The Securities and Exchange Commission is looking for disclosures about changes in internal control over financial reporting not just in annual filings, but in quarterly filings as well.

 

Staff of the SEC told accountants at a national conference of the American Institute of Certified Public Accountants last week that they don't see as much quarterly disclosure regarding changes to internal controls as they'd expect, especially in the current economic environment where companies may be cutting staff and making other changes to try to improve efficiency.

 

Angela Crane, associate chief accountant at the SEC, said the staff is a little puzzled when companies report in one year that they have a material weakness in internal controls, then report in the next that controls are effective. “It's important to make an assessment each quarter as to whether the changes made to address a material weakness should be disclosed,” she said. “This should result in disclosures about material changes in a quarter some time prior to the ultimate conclusion that there's no longer a material weakness, depending on when the actual changes in to internal control occurred.”

 

Crane suggested some specific improvements some companies could make to their disclosures around material weaknesses and internal controls.

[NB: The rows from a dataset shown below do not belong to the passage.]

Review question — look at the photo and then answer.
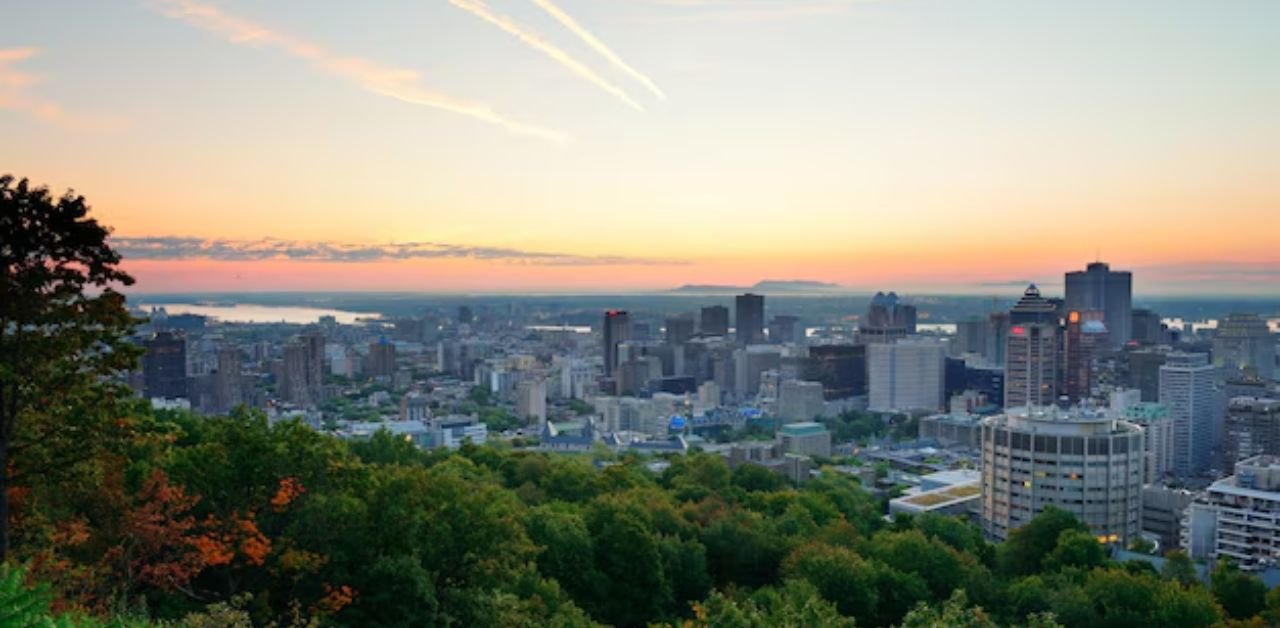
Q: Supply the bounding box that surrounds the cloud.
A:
[532,0,667,100]
[111,235,686,266]
[0,47,124,130]
[449,0,644,111]
[631,0,882,23]
[151,0,568,143]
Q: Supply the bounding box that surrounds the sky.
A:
[0,0,1280,295]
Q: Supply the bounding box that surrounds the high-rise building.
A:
[1222,396,1280,468]
[1129,310,1165,345]
[212,347,246,414]
[867,339,947,412]
[699,306,728,336]
[1183,455,1280,572]
[365,338,396,377]
[801,344,867,400]
[778,421,831,458]
[858,292,916,344]
[1121,402,1174,483]
[1066,262,1133,348]
[1213,313,1276,381]
[1160,353,1216,477]
[982,407,1144,544]
[1005,322,1057,408]
[778,380,826,423]
[733,293,764,345]
[1062,311,1107,403]
[602,310,631,377]
[1123,348,1169,402]
[664,313,696,345]
[516,377,547,425]
[142,331,187,399]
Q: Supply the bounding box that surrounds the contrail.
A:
[449,0,644,111]
[534,0,667,100]
[152,0,568,143]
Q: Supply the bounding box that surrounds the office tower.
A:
[666,313,695,345]
[733,345,782,396]
[778,380,827,423]
[603,310,631,377]
[951,318,991,356]
[1120,402,1174,483]
[212,347,244,414]
[982,407,1144,544]
[516,377,547,425]
[142,331,187,399]
[1213,313,1276,381]
[964,365,1005,408]
[778,421,831,458]
[399,390,431,421]
[1124,349,1169,402]
[733,293,764,345]
[983,312,1012,366]
[858,292,916,344]
[1183,455,1280,572]
[279,341,316,405]
[1129,310,1165,345]
[1005,322,1057,408]
[769,315,803,344]
[1066,262,1133,348]
[801,344,867,400]
[1160,353,1216,477]
[867,339,947,412]
[699,306,728,336]
[1222,396,1280,468]
[365,338,396,379]
[1062,311,1107,403]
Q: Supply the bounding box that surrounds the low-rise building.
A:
[1181,455,1280,572]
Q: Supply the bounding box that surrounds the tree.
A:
[997,506,1089,576]
[1211,560,1267,619]
[0,175,137,560]
[1043,530,1107,572]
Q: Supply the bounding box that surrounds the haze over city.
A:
[0,0,1280,295]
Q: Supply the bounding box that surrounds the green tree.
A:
[783,544,879,625]
[0,175,137,561]
[1043,530,1107,572]
[1160,550,1199,586]
[996,506,1089,576]
[1211,560,1267,619]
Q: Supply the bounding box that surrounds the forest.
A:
[0,177,1280,628]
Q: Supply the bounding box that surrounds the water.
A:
[140,303,379,325]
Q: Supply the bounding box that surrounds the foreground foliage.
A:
[0,405,1280,627]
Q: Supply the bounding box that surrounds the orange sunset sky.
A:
[0,0,1280,295]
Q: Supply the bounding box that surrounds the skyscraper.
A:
[733,293,764,345]
[1213,313,1276,383]
[1062,311,1107,403]
[699,306,728,336]
[603,310,631,377]
[803,344,867,400]
[982,407,1146,544]
[867,339,947,412]
[1005,322,1057,408]
[142,331,187,399]
[858,292,916,344]
[1066,262,1133,348]
[1160,353,1217,477]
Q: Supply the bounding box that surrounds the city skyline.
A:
[0,0,1280,295]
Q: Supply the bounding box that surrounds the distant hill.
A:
[668,279,841,294]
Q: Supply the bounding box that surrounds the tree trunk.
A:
[0,436,9,563]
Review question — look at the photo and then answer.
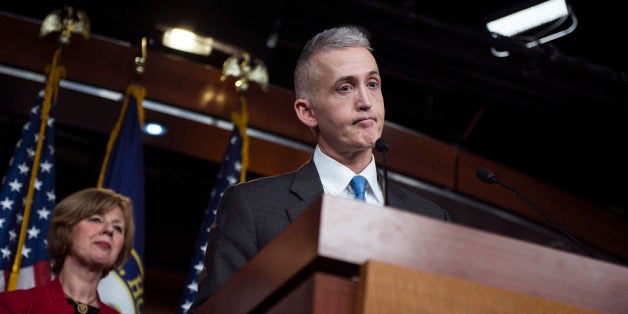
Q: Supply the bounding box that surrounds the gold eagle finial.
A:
[39,6,90,46]
[220,52,268,93]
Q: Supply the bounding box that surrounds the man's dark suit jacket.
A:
[191,160,449,310]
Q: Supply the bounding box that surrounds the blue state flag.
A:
[0,49,65,292]
[177,96,248,314]
[98,84,146,314]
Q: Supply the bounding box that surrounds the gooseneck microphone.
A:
[475,167,596,258]
[375,137,390,206]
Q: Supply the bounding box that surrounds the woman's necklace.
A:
[64,293,98,314]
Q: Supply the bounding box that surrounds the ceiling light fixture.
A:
[142,122,166,136]
[486,0,578,57]
[162,28,214,56]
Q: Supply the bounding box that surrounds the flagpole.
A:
[7,47,65,291]
[7,6,90,291]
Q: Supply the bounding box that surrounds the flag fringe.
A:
[231,95,249,182]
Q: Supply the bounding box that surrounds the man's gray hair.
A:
[294,25,373,99]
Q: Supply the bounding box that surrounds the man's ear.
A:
[294,99,318,128]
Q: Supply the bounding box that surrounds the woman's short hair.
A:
[46,188,135,277]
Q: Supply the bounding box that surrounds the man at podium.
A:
[191,26,449,311]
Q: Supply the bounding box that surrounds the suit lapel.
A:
[286,159,323,221]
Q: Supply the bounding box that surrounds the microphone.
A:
[475,167,596,258]
[375,137,390,206]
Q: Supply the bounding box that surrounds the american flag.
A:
[0,89,58,291]
[177,96,248,314]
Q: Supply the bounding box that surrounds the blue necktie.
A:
[350,176,366,202]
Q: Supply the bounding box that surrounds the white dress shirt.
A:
[313,145,384,205]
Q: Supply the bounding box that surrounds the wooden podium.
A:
[197,196,628,313]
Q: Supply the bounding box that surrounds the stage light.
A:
[162,28,214,56]
[486,0,578,57]
[142,122,166,136]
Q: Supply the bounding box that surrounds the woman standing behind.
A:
[0,188,135,314]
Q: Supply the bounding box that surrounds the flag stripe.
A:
[0,49,60,291]
[177,100,249,314]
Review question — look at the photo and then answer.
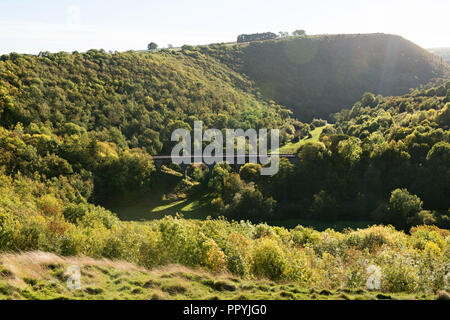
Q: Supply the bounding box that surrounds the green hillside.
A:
[428,48,450,64]
[198,34,450,120]
[0,50,300,154]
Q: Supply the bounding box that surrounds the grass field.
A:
[0,252,444,300]
[272,126,326,154]
[107,126,374,231]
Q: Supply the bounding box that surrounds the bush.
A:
[252,238,288,280]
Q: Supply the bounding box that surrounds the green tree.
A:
[147,42,158,50]
[387,189,423,229]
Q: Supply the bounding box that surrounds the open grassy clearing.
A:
[272,126,327,154]
[0,252,445,300]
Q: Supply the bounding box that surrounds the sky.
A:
[0,0,450,54]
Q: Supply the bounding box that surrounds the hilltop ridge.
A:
[198,34,450,121]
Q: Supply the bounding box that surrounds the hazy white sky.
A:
[0,0,450,53]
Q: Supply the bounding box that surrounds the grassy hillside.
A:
[199,34,450,120]
[0,252,442,300]
[428,48,450,64]
[0,50,302,154]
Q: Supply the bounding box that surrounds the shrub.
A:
[252,238,288,280]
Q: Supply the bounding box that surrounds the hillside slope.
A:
[198,34,450,120]
[0,252,447,300]
[428,48,450,64]
[0,50,300,154]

For example, when companies report they have material weaknesses, the staff will be looking for an explanation. “The disclosures of material weaknesses are designed to provide investors with information as to the reasons behind material weaknesses,” she said. “Not all material weaknesses will be viewed equally by investors. Some can have a more pervasive impact on financial statements and others may not. We expect clear disclosures in this regard.”

 

Companies should be careful not to confuse the reporting of errors with the reporting of weaknesses, she said. The staff has seen a number of instances where companies report they had a material weakness because they made an error in their financial statements, describing the error itself as the weakness. “The error is the result of the weakness, but this is not the weakness in ICFR,” she said. “They should address the underlying weakness in controls” that caused the error.

 

Companies also can expect the staff to question whether there are weaknesses in internal control even if there are no errors in the financial statements. That's because the evaluation of the severity of a deficiency in internal controls is based on both likelihood and magnitude considerations, said Craig Olinger, deputy chief accountant at the SEC.

 

“It only needs to be reasonably possible that a material misstatement could occur without being prevented or detected timely” to conclude there could be a material weakness in internal control, he explained. Olinger said companies may also correct errors in financial statements without reporting control problems, but the staff will have plenty of questions about how that could be, he said. Likewise, the staff will also ask questions if a company reports ineffective control, but doesn't flag a problem with disclosure controls and procedures. The definitions are different, Olinger said, so the scenario is possible, but the staff will examine it closely.

 

Finally, he advised smaller companies to take a careful look at the classifications for a “smaller reporting company” and “nonaccelerated filer” and be careful about how they may apply to their internal control reporting requirements. It's possible for companies to move in or out of one or the other classification during a reporting year, triggering a reporting requirement they may not have expected. “If you're in the gray zone, you should give this matter careful attention,” he said.